DY: People in management or leadership positions should have a good knowledge and experience of each and every role beneath them, whether that’s in a team of 20 or nine people. It used to be the case that managers just delegated, but we see through that these days. No one is saying a team leader should be able to do every single role in the team, however if you spend time understanding what each member of your team does, that higher level of knowledge will enable you to speak confidently about how you want that role executed.

It will also mean you can set realistic expectations and better support your staff in their development, which will help to avoid the separatism, and ‘them and us’ mentality that can sometimes arise in the workplace. If your team feel that everyone is on a level playing field, it will make leading them that little bit easier.

Having said that, if there are aspects of leading a team that you are not confident in, but you know one of your colleagues is – why not use them as a sub? Let them take the lead on certain things, and learn from how they do it,

I would also think back to people you have worked for in the past, and think about what it is that you liked about the way they managed you. You can use them as a role model, and emulate the elements of their style that you think worked well.

As a leader, there may well be times when you need to be direct and straightforward, and that can make some people really uncomfortable. To approach these situations with confidence, and avoid them becoming emotionally charged, I advise people to prepare and rehearse. By which I mean speak the words out loud, so when you need to do it for real you will have the skills available to do it in a well thought-out, considered way.

PP: Whatever your goals are, there will always be obstacles that get thrown up along the way, how can you stay motivated to achieve it?

DY: You have to find out what keeps that spring in your step, and then make sure that you indulge in that – whatever it is. You need to keep giving yourself little treats, for me, that’s a nice bath and a good book. I actually think of them as absolute necessities, because without them you can’t keep going and you will be pulled down.

You need to nurture yourself with positive rewards, which will help to quiet that inner voice we have that tries to tell us we’re not good enough. The mind and body are integrated, they work together so if mentally you are feeling de-motivated, a physical change can have a huge difference – doing a little bit of exercise and moving more, or making an effort to eat well can have a big impact.
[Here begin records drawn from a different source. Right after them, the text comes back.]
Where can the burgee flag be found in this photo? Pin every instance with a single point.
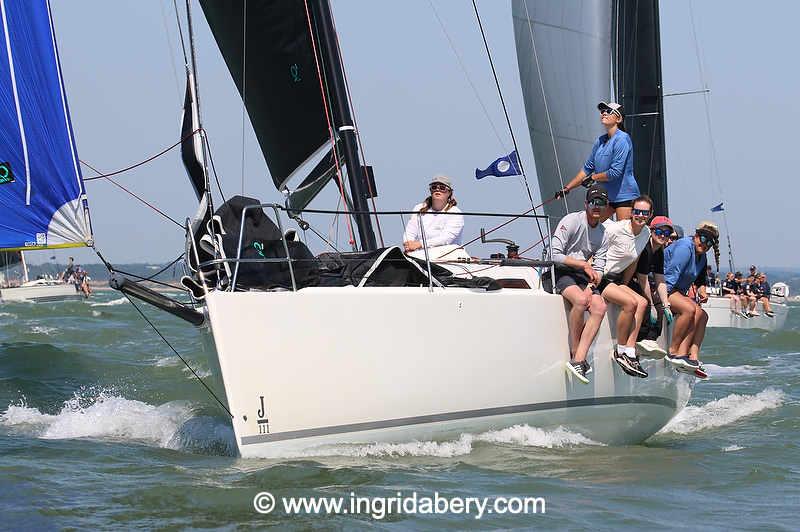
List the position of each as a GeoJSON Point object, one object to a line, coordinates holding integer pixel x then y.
{"type": "Point", "coordinates": [505, 166]}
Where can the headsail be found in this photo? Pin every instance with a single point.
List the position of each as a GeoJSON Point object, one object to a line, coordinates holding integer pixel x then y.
{"type": "Point", "coordinates": [637, 76]}
{"type": "Point", "coordinates": [573, 47]}
{"type": "Point", "coordinates": [278, 80]}
{"type": "Point", "coordinates": [42, 196]}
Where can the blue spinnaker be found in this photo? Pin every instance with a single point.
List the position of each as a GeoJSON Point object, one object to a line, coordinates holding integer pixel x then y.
{"type": "Point", "coordinates": [42, 196]}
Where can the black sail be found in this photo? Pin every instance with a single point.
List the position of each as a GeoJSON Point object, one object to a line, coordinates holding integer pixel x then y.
{"type": "Point", "coordinates": [637, 77]}
{"type": "Point", "coordinates": [280, 89]}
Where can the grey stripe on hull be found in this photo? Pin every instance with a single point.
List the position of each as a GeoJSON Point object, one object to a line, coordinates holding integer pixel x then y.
{"type": "Point", "coordinates": [450, 416]}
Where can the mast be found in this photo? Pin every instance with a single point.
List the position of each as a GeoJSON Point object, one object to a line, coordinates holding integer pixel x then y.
{"type": "Point", "coordinates": [343, 122]}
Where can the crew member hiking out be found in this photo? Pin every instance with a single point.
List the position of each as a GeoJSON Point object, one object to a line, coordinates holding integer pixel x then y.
{"type": "Point", "coordinates": [579, 237]}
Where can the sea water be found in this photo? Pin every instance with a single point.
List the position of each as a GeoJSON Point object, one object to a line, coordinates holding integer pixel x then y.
{"type": "Point", "coordinates": [102, 426]}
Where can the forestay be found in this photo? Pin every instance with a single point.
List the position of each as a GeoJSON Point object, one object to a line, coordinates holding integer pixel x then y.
{"type": "Point", "coordinates": [42, 195]}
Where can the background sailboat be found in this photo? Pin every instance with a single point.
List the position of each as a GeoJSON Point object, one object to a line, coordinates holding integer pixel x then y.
{"type": "Point", "coordinates": [42, 195]}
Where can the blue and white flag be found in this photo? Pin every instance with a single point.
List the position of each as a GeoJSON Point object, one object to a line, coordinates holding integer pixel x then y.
{"type": "Point", "coordinates": [505, 166]}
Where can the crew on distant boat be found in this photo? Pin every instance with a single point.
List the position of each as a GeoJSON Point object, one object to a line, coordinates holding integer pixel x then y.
{"type": "Point", "coordinates": [440, 229]}
{"type": "Point", "coordinates": [626, 241]}
{"type": "Point", "coordinates": [764, 288]}
{"type": "Point", "coordinates": [651, 264]}
{"type": "Point", "coordinates": [730, 289]}
{"type": "Point", "coordinates": [611, 162]}
{"type": "Point", "coordinates": [69, 271]}
{"type": "Point", "coordinates": [685, 266]}
{"type": "Point", "coordinates": [579, 237]}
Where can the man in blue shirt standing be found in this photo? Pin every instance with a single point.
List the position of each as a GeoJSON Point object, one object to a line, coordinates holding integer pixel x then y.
{"type": "Point", "coordinates": [684, 265]}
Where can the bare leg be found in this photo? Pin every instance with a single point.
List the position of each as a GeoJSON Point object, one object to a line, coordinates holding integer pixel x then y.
{"type": "Point", "coordinates": [579, 301]}
{"type": "Point", "coordinates": [700, 320]}
{"type": "Point", "coordinates": [683, 308]}
{"type": "Point", "coordinates": [615, 294]}
{"type": "Point", "coordinates": [597, 309]}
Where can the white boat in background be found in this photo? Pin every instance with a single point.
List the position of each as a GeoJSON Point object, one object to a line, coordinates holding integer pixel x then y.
{"type": "Point", "coordinates": [720, 314]}
{"type": "Point", "coordinates": [42, 195]}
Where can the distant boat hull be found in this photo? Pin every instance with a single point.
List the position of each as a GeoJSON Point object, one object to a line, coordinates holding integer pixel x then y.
{"type": "Point", "coordinates": [720, 315]}
{"type": "Point", "coordinates": [39, 293]}
{"type": "Point", "coordinates": [321, 366]}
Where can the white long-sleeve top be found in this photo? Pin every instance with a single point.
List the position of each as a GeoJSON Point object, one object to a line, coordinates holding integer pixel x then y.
{"type": "Point", "coordinates": [440, 228]}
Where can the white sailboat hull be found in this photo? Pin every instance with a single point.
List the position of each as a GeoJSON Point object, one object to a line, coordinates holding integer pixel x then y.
{"type": "Point", "coordinates": [720, 315]}
{"type": "Point", "coordinates": [363, 365]}
{"type": "Point", "coordinates": [39, 293]}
PP: Whether you’re in a leadership position or not, balancing work and life can be challenging at times, and people often feel under immense pressure to meet demands placed on them by themselves or outside forces. What’s your advice for dealing with this type of stress?

DY: When we become stressed, we catastrophise and our bodies go into a cortisol cycle which effects your hormones and energy levels. That’s why when we’re stressed we don’t sleep as well and our appetite changes, because of shifts in our melatonin and adrenaline levels. Personally, if I get stressed I do some mindless exercise like running or HIT because it will burn off the adrenaline and cortisol induced by stress.

If you begin to see those signs of stress and you are aware that you are catastrophising – looking at the bigger picture too much – then you need to split that picture down. I get people to compartmentalise whatever it is they’re worried about with a visualisation exercise where they imagine putting aspects of whatever is stressing them out into boxes, shutting the lid and gently putting them back on the shelf.

This can help people to prioritise what they need to address now, placing the least important issues on the shelf for later. This makes the whole issue feel much more manageable and, whilst it may still exist, by picturing yourself closing the lid on smaller elements of it, your physical response will become much calmer.

Secondly, if you feel your health is affected then you may need to hand over some work or decisions to another person while you take some time out, for an hour, a day or a week if necessary.

PP: Thanks very much for speaking with us and sharing your advice, it’s given us plenty to think over.